Antwort: Das ist eine der vielen falschen Darstellungen in den britischen Medien über die Ermittlungen im Fall Madeleine McCann. Was die meisten nicht wissen ist, dass obwohl die McCanns und deren Freunde vorgaben, ehrlich davon überzeugt zu sein, dass Madeleine entführt worden war, ließen sie zu, dass viele Leute inklusive sie selbst im Apartment hin- und herliefen und dadurch mögliche Spuren vernichteten und den Tatort verunreinigten. Das machte die Polizeiarbeit unnötig schwer.

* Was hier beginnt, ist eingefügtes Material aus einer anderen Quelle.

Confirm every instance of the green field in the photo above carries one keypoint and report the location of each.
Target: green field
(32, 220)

Tatsächlich versiegelte die Polizei den Ort des Geschehens später in der Nacht, als es ihnen möglich war.

Die McCanns kritisierten Amaral neben anderen Dingen auch dafür, er habe sich weder mit ihnen getroffen noch habe er den Tatort besichtigt.  Ein leitender Kriminalbeamter, der in einem Kapitalverbrechen ermittelt, muss aber auch gut im Delegieren sein.
Amarals Untersuchungen wurden außerdem durch die vielen Unstimmigkeiten in den Aussagen der McCanns und deren Freunde sowie durch die Weigerung der McCanns, Auskunft über ihre Telefonate und Nutzung ihrer Kreditkarten zu geben sowie die Arztberichte von Madeleine offenzulegen, behindert.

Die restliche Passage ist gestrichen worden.